To address the heavily debated question of what drove Yamnaya expansions across the steppe6,23,24,25, we conducted proteomic analysis of dental calculus sampled from 56 steppe individuals who span the Eneolithic to Late Bronze Age, and who date from between 4600 and 1700 bc. Our samples from the Eneolithic (about 4600 to 3300 bc) are from 19 individuals from 5 sites: Murzikha 2 (6 individuals), Khvalynsk 1 and Khvalynsk 2 (9 individuals), Ekaterinovka Mys (1 individual), Lebyazhinka 5 (1 individual) and Khlopkov Bugor (2 individuals) (Fig. 1, Supplementary Fig. 1a). Ancient DNA results from Khvalynsk and other Eneolithic sites in the Volga and northern Caucasus2,7,26 support the existence of an Eneolithic population across this region that was genetically similar to the Yamnaya population, but who lacked the additional farmer (Anatolian) ancestry that would arrive later on the steppe7. Published stable isotope and archaeological studies applied to Eneolithic populations from the Pontic region point to an economy based on fishing, the gathering of local plants and the keeping of domesticated animals6,21,27,28.Given the importance of the horse in reconstructions of early pastoralist expansions, we also examined dental calculus from two individuals from the well-known site of Botai.
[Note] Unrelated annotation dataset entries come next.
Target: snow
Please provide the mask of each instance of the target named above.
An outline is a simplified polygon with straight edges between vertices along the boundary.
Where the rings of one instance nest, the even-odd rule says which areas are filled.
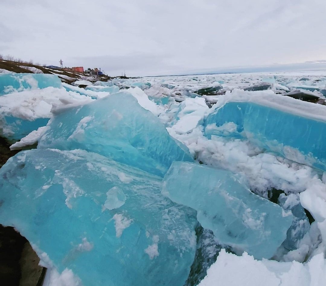
[[[43,126],[39,127],[37,130],[33,130],[21,139],[20,141],[10,146],[10,150],[20,150],[23,147],[36,144],[46,129],[46,126]]]
[[[322,254],[304,264],[258,261],[245,252],[237,256],[222,250],[199,286],[319,286],[326,281]]]
[[[43,74],[43,72],[39,69],[34,66],[28,66],[27,65],[19,65],[19,66],[22,68],[24,68],[34,74]]]
[[[29,196],[35,194],[36,196],[35,200],[37,200],[39,199],[37,196],[40,196],[39,197],[41,198],[42,195],[50,195],[58,184],[64,189],[63,191],[61,191],[63,196],[61,198],[63,200],[61,207],[65,211],[68,212],[66,213],[67,217],[70,217],[68,214],[71,213],[75,209],[74,208],[78,205],[76,204],[76,202],[82,202],[83,204],[92,204],[93,206],[88,209],[90,210],[90,212],[95,209],[97,212],[92,213],[93,216],[90,217],[89,222],[87,221],[88,222],[87,223],[89,222],[89,225],[91,225],[90,228],[96,228],[98,222],[101,221],[101,218],[106,218],[103,222],[103,225],[105,226],[99,231],[98,237],[95,239],[94,236],[90,236],[91,233],[85,233],[86,231],[79,232],[78,230],[76,230],[76,225],[80,226],[81,229],[86,223],[86,221],[83,220],[84,217],[76,217],[75,224],[69,230],[67,229],[65,233],[67,235],[71,236],[69,242],[64,240],[62,242],[63,245],[66,242],[67,243],[67,251],[65,252],[65,255],[58,258],[56,255],[59,252],[56,250],[50,248],[49,251],[46,250],[49,253],[49,257],[54,261],[55,260],[56,264],[55,267],[53,264],[52,266],[48,266],[51,270],[49,271],[47,276],[46,280],[48,284],[45,284],[46,285],[81,285],[81,279],[83,282],[85,279],[87,279],[81,270],[85,269],[83,267],[85,265],[83,265],[78,267],[73,263],[65,265],[61,265],[60,263],[64,261],[67,261],[65,260],[67,259],[66,256],[69,259],[75,259],[77,253],[78,255],[89,255],[81,257],[87,257],[85,261],[90,261],[89,260],[91,259],[92,254],[97,251],[99,244],[100,244],[103,239],[108,239],[106,235],[107,232],[110,233],[111,239],[117,240],[116,242],[110,240],[110,243],[114,241],[112,243],[114,246],[110,250],[110,255],[114,252],[114,254],[112,255],[116,255],[114,256],[115,263],[121,262],[120,259],[122,255],[125,255],[123,256],[124,259],[130,259],[127,261],[130,263],[124,264],[120,268],[119,268],[120,266],[115,265],[115,263],[111,264],[110,267],[106,268],[106,271],[108,271],[108,269],[112,271],[112,267],[116,267],[114,268],[115,275],[120,275],[119,271],[122,271],[123,269],[122,272],[125,273],[126,265],[133,265],[135,261],[139,264],[136,265],[138,267],[138,274],[148,267],[149,265],[146,264],[152,264],[152,266],[155,265],[156,267],[157,265],[156,264],[158,263],[157,261],[165,259],[168,251],[162,245],[166,241],[169,241],[169,243],[174,244],[175,250],[178,250],[175,251],[180,251],[176,256],[173,257],[173,261],[177,257],[179,263],[184,264],[183,266],[180,266],[180,264],[178,265],[174,265],[169,269],[170,274],[166,277],[171,280],[167,283],[170,285],[183,285],[189,273],[189,268],[187,267],[191,264],[189,261],[193,260],[196,244],[194,228],[192,227],[180,231],[176,227],[171,230],[169,229],[170,226],[169,226],[170,225],[168,223],[173,222],[173,223],[176,223],[188,217],[183,216],[185,215],[184,213],[183,213],[184,214],[180,214],[180,210],[175,205],[168,207],[160,213],[156,220],[161,222],[161,229],[164,230],[163,232],[166,232],[165,233],[168,234],[162,236],[161,234],[153,231],[151,228],[143,226],[144,224],[148,226],[146,224],[147,220],[155,221],[152,217],[152,216],[156,215],[155,212],[149,211],[146,216],[143,214],[142,216],[137,217],[130,215],[129,210],[126,210],[130,203],[129,202],[132,199],[128,192],[131,190],[130,191],[141,193],[141,190],[137,189],[139,187],[135,186],[139,183],[139,175],[143,174],[141,172],[143,171],[140,170],[142,167],[141,166],[143,167],[149,163],[149,161],[146,161],[148,156],[151,156],[153,158],[153,152],[158,152],[159,156],[163,156],[167,153],[171,154],[173,150],[175,150],[174,148],[180,150],[178,148],[182,146],[181,143],[187,147],[192,157],[201,163],[214,168],[222,168],[241,173],[245,181],[241,182],[241,183],[246,184],[251,190],[261,197],[270,198],[271,192],[274,189],[284,191],[284,193],[280,196],[277,202],[283,208],[282,218],[286,219],[291,213],[295,217],[289,232],[287,234],[288,238],[296,237],[297,241],[292,244],[286,241],[283,243],[273,256],[274,260],[263,259],[258,261],[245,252],[241,256],[236,256],[222,250],[216,262],[208,269],[207,277],[200,285],[308,286],[326,284],[325,274],[326,260],[324,256],[326,252],[326,172],[323,169],[322,164],[320,162],[318,163],[323,156],[324,148],[318,146],[318,141],[316,138],[318,135],[321,137],[320,142],[323,142],[323,136],[320,135],[321,129],[316,127],[317,123],[315,124],[318,122],[321,126],[326,122],[326,107],[286,96],[300,88],[305,93],[324,98],[322,94],[323,93],[325,94],[326,92],[325,71],[116,79],[108,82],[98,82],[94,84],[90,81],[93,78],[85,77],[82,78],[83,80],[76,81],[73,84],[77,86],[64,83],[62,85],[59,79],[55,76],[15,74],[5,70],[0,70],[0,72],[2,73],[0,76],[0,120],[1,121],[0,131],[1,136],[9,139],[14,138],[14,141],[21,139],[20,142],[12,145],[11,148],[12,150],[38,143],[37,150],[33,151],[37,152],[37,154],[35,153],[31,157],[28,154],[32,154],[33,152],[21,152],[16,157],[9,159],[5,165],[7,166],[4,166],[4,168],[3,167],[0,171],[4,172],[3,170],[9,168],[8,166],[10,166],[12,168],[6,173],[6,176],[11,172],[21,172],[20,171],[21,167],[33,170],[33,172],[30,171],[31,173],[29,176],[26,176],[24,180],[21,180],[19,182],[17,181],[12,185],[14,187],[8,188],[10,192],[8,194],[12,194],[12,193],[16,191],[15,188],[17,186],[25,187],[26,190],[30,192],[31,186],[36,186],[34,184],[39,184],[36,186],[35,194],[26,193],[28,195],[26,195],[25,199],[22,201],[20,206],[15,204],[14,206],[10,208],[8,213],[10,214],[11,217],[6,218],[6,219],[14,220],[14,223],[17,223],[19,220],[13,217],[17,212],[22,212],[24,208],[29,207],[29,200],[30,198]],[[307,80],[300,81],[304,77],[306,78]],[[249,92],[241,89],[260,86],[264,83],[268,83],[270,85],[270,89]],[[80,84],[86,84],[88,87],[86,89],[80,88],[78,87]],[[222,88],[216,95],[200,96],[198,96],[196,93],[199,90],[218,85],[221,85]],[[55,88],[51,86],[55,86]],[[62,88],[62,86],[65,88]],[[113,89],[110,90],[117,90],[117,87],[121,89],[130,88],[123,89],[115,94],[103,91],[107,90],[106,89],[107,88],[112,87]],[[313,92],[304,89],[307,89],[315,91]],[[108,99],[110,97],[111,99]],[[88,104],[91,102],[97,103],[97,105],[95,105],[96,108],[94,110],[89,108]],[[261,115],[264,114],[264,111],[262,110],[268,110],[269,112],[273,109],[277,111],[275,113],[276,115],[274,117],[275,118],[279,117],[283,113],[289,115],[289,118],[292,118],[291,116],[297,117],[300,118],[303,122],[313,123],[314,124],[312,123],[308,124],[311,128],[311,132],[308,132],[311,138],[309,144],[304,144],[304,140],[309,136],[308,135],[300,135],[300,132],[302,131],[303,125],[300,123],[292,126],[293,134],[297,137],[295,137],[296,139],[294,141],[304,145],[307,153],[303,153],[290,144],[285,145],[284,140],[280,137],[278,139],[282,140],[280,140],[278,143],[280,145],[277,145],[277,148],[269,149],[272,145],[270,144],[270,142],[267,146],[268,148],[266,148],[266,141],[265,139],[262,140],[261,137],[258,140],[257,138],[255,139],[251,132],[252,130],[250,132],[239,130],[238,122],[234,122],[234,121],[222,122],[223,124],[218,126],[215,124],[216,122],[213,122],[205,124],[207,119],[212,117],[215,112],[221,112],[228,105],[232,103],[235,104],[235,107],[240,108],[243,107],[241,105],[242,104],[248,106],[254,105]],[[99,117],[95,112],[96,109],[98,108],[101,110]],[[229,113],[231,110],[229,110]],[[232,109],[232,116],[230,118],[233,117],[234,118],[235,113],[240,111],[237,107]],[[133,112],[134,116],[126,120],[126,115],[130,115]],[[150,112],[152,114],[151,117],[145,115],[146,113]],[[142,121],[140,119],[143,116],[146,119]],[[262,117],[259,118],[261,119]],[[99,120],[99,118],[101,119]],[[154,118],[156,122],[155,127],[150,129],[150,132],[149,132],[149,129],[144,129],[144,126],[148,126],[148,122],[154,122]],[[250,116],[247,118],[248,120],[253,119],[252,116],[251,118]],[[45,127],[49,119],[50,122],[46,127]],[[270,117],[267,117],[266,120],[263,121],[267,122],[267,120],[270,119]],[[159,128],[157,126],[160,124],[156,122],[159,120],[161,122]],[[261,121],[257,122],[259,123]],[[122,122],[125,123],[123,128],[119,125]],[[31,125],[28,125],[29,123]],[[289,126],[290,126],[290,122]],[[280,122],[274,124],[280,129],[284,128],[286,125]],[[117,137],[112,140],[112,138],[107,136],[108,134],[105,132],[108,130],[111,131],[116,130],[114,129],[115,126],[117,126],[116,130],[119,130],[120,133],[115,133]],[[94,128],[97,128],[95,132],[93,132]],[[52,134],[52,133],[55,129],[58,133]],[[135,132],[131,134],[130,130],[133,130]],[[254,131],[254,128],[253,130]],[[106,135],[105,136],[100,138],[97,137],[103,132]],[[289,132],[288,133],[289,134]],[[147,137],[146,140],[142,141],[142,138],[144,138],[144,134],[149,134],[151,135]],[[167,142],[170,142],[171,139],[165,142],[162,138],[168,138],[169,134],[181,143],[177,142],[175,145],[168,144]],[[52,139],[49,141],[50,137],[48,137],[46,140],[46,135],[51,135]],[[292,139],[295,137],[292,136]],[[120,142],[121,144],[117,145],[116,140],[121,138],[122,138]],[[110,141],[110,144],[106,145],[110,140],[112,141]],[[176,141],[173,140],[173,142]],[[140,145],[140,142],[142,143]],[[76,145],[76,142],[79,142],[79,145]],[[119,146],[117,149],[117,146]],[[275,145],[273,146],[275,147]],[[167,146],[174,147],[170,148]],[[47,149],[53,148],[63,150],[51,150]],[[88,149],[89,152],[73,150],[76,148],[86,150]],[[112,149],[108,152],[108,148]],[[135,156],[134,151],[131,151],[134,150],[133,149],[134,148],[138,149],[139,153],[146,155],[142,157]],[[181,149],[183,150],[181,153],[186,153],[189,160],[192,161],[192,158],[185,147],[184,146]],[[136,175],[132,172],[131,173],[134,175],[131,174],[130,169],[126,168],[123,164],[117,163],[113,160],[110,161],[112,159],[111,156],[112,150],[115,152],[117,150],[121,152],[120,158],[123,160],[121,162],[126,163],[127,161],[128,164],[133,166],[133,167],[138,168],[136,173],[138,175]],[[312,150],[316,150],[318,152],[312,152]],[[160,150],[162,153],[160,153]],[[107,152],[106,153],[106,152]],[[42,152],[47,153],[46,154]],[[95,154],[96,152],[97,154]],[[108,157],[111,158],[109,160],[110,162],[107,161],[109,160]],[[151,172],[157,172],[157,174],[159,173],[160,177],[157,178],[157,182],[154,184],[155,187],[151,189],[152,191],[156,190],[155,192],[159,189],[161,183],[158,182],[161,181],[162,178],[171,163],[179,160],[174,157],[167,161],[167,158],[165,158],[163,161],[160,161],[161,159],[158,159],[158,158],[155,157],[153,160],[151,161],[151,167],[147,170]],[[134,162],[130,163],[129,161],[132,159],[134,160]],[[58,163],[58,160],[62,160],[60,161],[61,164]],[[53,166],[48,162],[49,160]],[[83,162],[83,167],[82,168],[76,163],[81,161]],[[163,161],[168,161],[169,164],[162,167]],[[27,165],[30,163],[31,164],[22,166],[26,163]],[[116,166],[115,164],[117,164],[120,166],[118,169],[113,170],[112,165]],[[66,165],[68,166],[65,166]],[[56,167],[53,166],[55,165]],[[77,171],[75,168],[80,170],[79,172]],[[62,169],[64,171],[61,170]],[[40,172],[38,175],[31,176],[31,174],[35,174],[34,172]],[[65,177],[70,176],[71,173],[74,172],[75,177]],[[94,172],[97,174],[96,177],[98,178],[97,181],[92,180],[93,178],[90,174],[94,175]],[[23,176],[25,175],[25,173],[20,174]],[[45,178],[52,175],[52,180],[49,181]],[[154,181],[151,180],[153,179],[153,173],[149,176],[152,178],[150,179],[151,182]],[[1,183],[3,185],[5,177],[1,177]],[[14,178],[15,176],[12,177]],[[109,178],[113,178],[112,179],[114,179],[114,183],[109,185],[107,182],[107,182]],[[203,178],[204,176],[199,176],[197,173],[193,176],[193,178],[200,181]],[[83,188],[78,186],[78,184],[81,183],[81,181],[79,181],[80,180],[82,180],[85,182],[83,183],[85,184]],[[89,182],[90,180],[92,183]],[[29,182],[27,183],[28,180]],[[190,181],[190,179],[189,180]],[[143,183],[144,181],[142,181]],[[100,183],[98,182],[102,182]],[[27,184],[25,185],[25,184]],[[128,192],[122,188],[122,184],[124,188],[129,190]],[[95,187],[95,186],[97,186]],[[149,187],[147,186],[146,187]],[[6,189],[2,188],[5,192]],[[198,189],[204,192],[204,190],[202,190],[202,186],[199,186]],[[86,194],[88,193],[87,192],[91,191],[90,190],[94,192],[92,194],[93,200],[86,201],[87,197]],[[148,193],[150,193],[149,191]],[[157,196],[156,199],[161,198],[160,194],[158,194],[159,193],[159,192],[155,193],[154,196]],[[13,197],[13,200],[17,200],[17,198],[22,194],[18,193],[16,194],[15,196],[13,195],[14,196],[14,198]],[[84,199],[85,200],[83,200]],[[40,206],[38,208],[31,207],[29,216],[32,215],[34,212],[37,211],[36,210],[41,209],[41,213],[43,214],[51,210],[52,205],[51,204],[46,205],[47,201],[46,200],[45,203],[38,205]],[[88,202],[86,203],[86,201]],[[162,202],[166,201],[164,200],[158,200],[158,201],[157,205],[166,205],[164,204],[166,203]],[[207,204],[211,202],[209,200],[206,200],[206,202]],[[5,206],[6,203],[5,202],[3,205]],[[31,201],[29,204],[32,206],[34,203],[36,203]],[[45,206],[42,207],[43,205],[47,206],[47,208]],[[150,202],[141,205],[141,207],[138,207],[139,209],[136,210],[146,212],[149,208],[154,207],[153,204]],[[303,207],[310,213],[315,220],[311,225],[307,222]],[[2,207],[2,208],[3,207]],[[187,209],[193,211],[191,209]],[[241,218],[247,225],[254,229],[259,228],[262,224],[261,220],[253,219],[253,211],[252,208],[247,208],[243,212]],[[295,214],[296,212],[298,213]],[[191,216],[193,215],[193,213],[190,213]],[[109,215],[109,213],[111,214]],[[22,215],[21,219],[27,219],[26,216]],[[194,217],[195,216],[195,214]],[[40,218],[42,217],[41,215],[39,218],[41,221]],[[263,218],[262,217],[261,218],[262,220]],[[81,222],[82,221],[82,223]],[[57,224],[58,221],[57,220],[55,222]],[[65,223],[67,223],[69,220],[66,218],[65,221]],[[96,223],[95,222],[97,222]],[[0,221],[0,223],[5,222],[3,220]],[[78,224],[80,223],[81,224]],[[26,225],[29,223],[34,222],[30,220],[18,223],[16,227],[22,233],[26,234],[28,233]],[[155,224],[153,223],[153,225]],[[66,226],[63,224],[63,227]],[[40,227],[38,226],[37,229]],[[58,234],[58,239],[62,239],[60,237],[62,236],[60,235],[62,231],[62,230],[54,232],[52,236],[50,236],[51,237],[49,236],[48,238],[52,239],[52,236]],[[77,234],[74,236],[72,234],[75,231]],[[38,235],[34,232],[28,233],[35,238],[31,240],[36,242],[40,241],[41,239],[45,239],[47,235],[46,231],[43,235],[40,235],[39,237],[34,236],[37,236]],[[134,240],[130,238],[130,233],[135,234],[134,236],[132,237]],[[99,238],[100,237],[100,238]],[[182,243],[177,243],[181,240]],[[141,245],[139,245],[132,243],[130,244],[131,241],[138,241],[137,243],[140,241],[142,242],[141,243]],[[210,245],[208,241],[208,239],[204,239],[201,245]],[[212,245],[215,246],[218,245],[216,244],[218,241],[210,241],[210,243],[213,244]],[[43,245],[40,249],[44,251],[46,245]],[[50,244],[50,246],[54,246]],[[223,246],[220,246],[222,247]],[[223,247],[226,246],[224,245]],[[132,259],[128,255],[132,256],[133,253],[126,250],[134,250],[135,247],[138,248],[138,254],[133,257],[134,259]],[[103,253],[106,248],[103,246],[98,253]],[[189,250],[191,248],[190,251]],[[204,252],[209,252],[209,247],[207,246],[206,250],[203,250],[203,248],[201,250]],[[42,257],[42,251],[37,250],[37,252],[40,256]],[[189,254],[190,252],[192,254]],[[188,260],[185,263],[186,257]],[[200,258],[195,258],[197,259],[200,261]],[[164,261],[165,263],[167,263],[166,260]],[[77,264],[81,264],[83,263],[82,260],[81,261],[77,259],[75,262]],[[200,263],[198,262],[199,264]],[[204,272],[208,265],[203,263],[204,269],[202,270]],[[186,267],[185,266],[186,265],[188,265]],[[87,271],[84,270],[84,272],[90,273],[90,265],[89,263],[87,264]],[[99,269],[104,265],[102,263],[98,265],[97,269]],[[155,269],[158,269],[160,267],[159,266],[158,268]],[[180,281],[178,284],[175,282],[170,274],[171,269],[183,271],[183,277],[185,278],[182,281]],[[154,272],[151,271],[151,273]],[[120,280],[124,281],[127,284],[130,284],[133,275],[132,274],[129,276],[123,276],[120,277]],[[135,277],[136,279],[140,279],[139,275]],[[128,277],[131,277],[132,280],[128,280]],[[138,282],[140,284],[143,284],[148,281],[148,279],[141,279]],[[111,282],[113,284],[116,281]],[[94,284],[93,280],[91,284],[92,283]],[[99,284],[103,284],[100,282]],[[158,285],[159,283],[156,280],[154,284]]]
With faunal assemblages dominated by horse remains11,12,13 and early lipid studies of ceramics indicating horse milking at the site by 3500 bc13, the site is central to discussions of early horse milking and dairying in the Eurasian steppe.

Fig. 1: Map showing sites that yielded individuals with preserved ancient proteins.
figure 1

ac, Eneolithic (a), Early Bronze Age (b) and Middle–Late Bronze Age (c) sites in the Pontic–Caspian region, showing the number of individuals with a positive dairy identification out of the total number of individuals with preserved ancient proteins for each site. Strong evidence of preservation of equine or ruminant milk protein identifiers are depicted with black animal icons; the single individual with equivocally identified casein peptides is shown with a grey icon. For a map of all sites (including those without preserved proteins), see Supplementary Fig. 1. Base maps were created using QGIS 3.12 (, and use Natural Earth vector map data from The horse image is reproduced from ref. 33; sheep silhouette, public domain (

Our Bronze Age samples come from 35 individuals from 20 sites in the Volga–Ural steppes that can be divided into two chronological groups: the Early Bronze Age (about 3300 to 2500 bc) era of Yamnaya-culture mobile pastoralism29,30; and the Middle–Late Bronze Age transition (about 2500–1700 bc), when chariots, fortified settlements and new western-derived influence genetic ancestries appeared with the Sintashta culture31. The cemetery sites and the number of individuals (in parentheses) from the Early Bronze Age are: Krasikovskyi 1 (2) Krasnokholm 3 (1), Krivyanskiy 9 (2), Kutuluk 1 (2), Leshchevskoe 1 (1), Lopatino 1 (1), Mustayevo 5 (2), Nizhnaya Pavlovka (1), Panitskoe (1), Podlesnoe (1), Pyatiletka (1) and Trudovoy (1); and, from the Middle–Late Bronze Age transition, Bolshekaraganskyi (1), Kalinovsky 1 (2), Kamennyi Ambar 5 (3), Krasikovskyi I (1), Krivyanskiy 9 (3), Lopatino 1 and Lopatino 2 (2), Potapovka 1 (1), Shumayevo 2 (1) and Utevka 6 (5) (Supplementary Fig. 1b, c). Archaeological and stable isotope findings6,22 indicate that the diet of Early Bronze Age Yamnaya groups was focused on herd animals, specifically cattle, sheep and goat. Horse remains also appear in quantity on a few steppe archaeological sites, but the status of Early Bronze Age horses—whether domesticated or hunted—has remained unclear32,33. The Middle–Late Bronze Age transition saw a shift to greater horse exploitation and chariot use, within the context of an ongoing dietary focus on domesticated livestock.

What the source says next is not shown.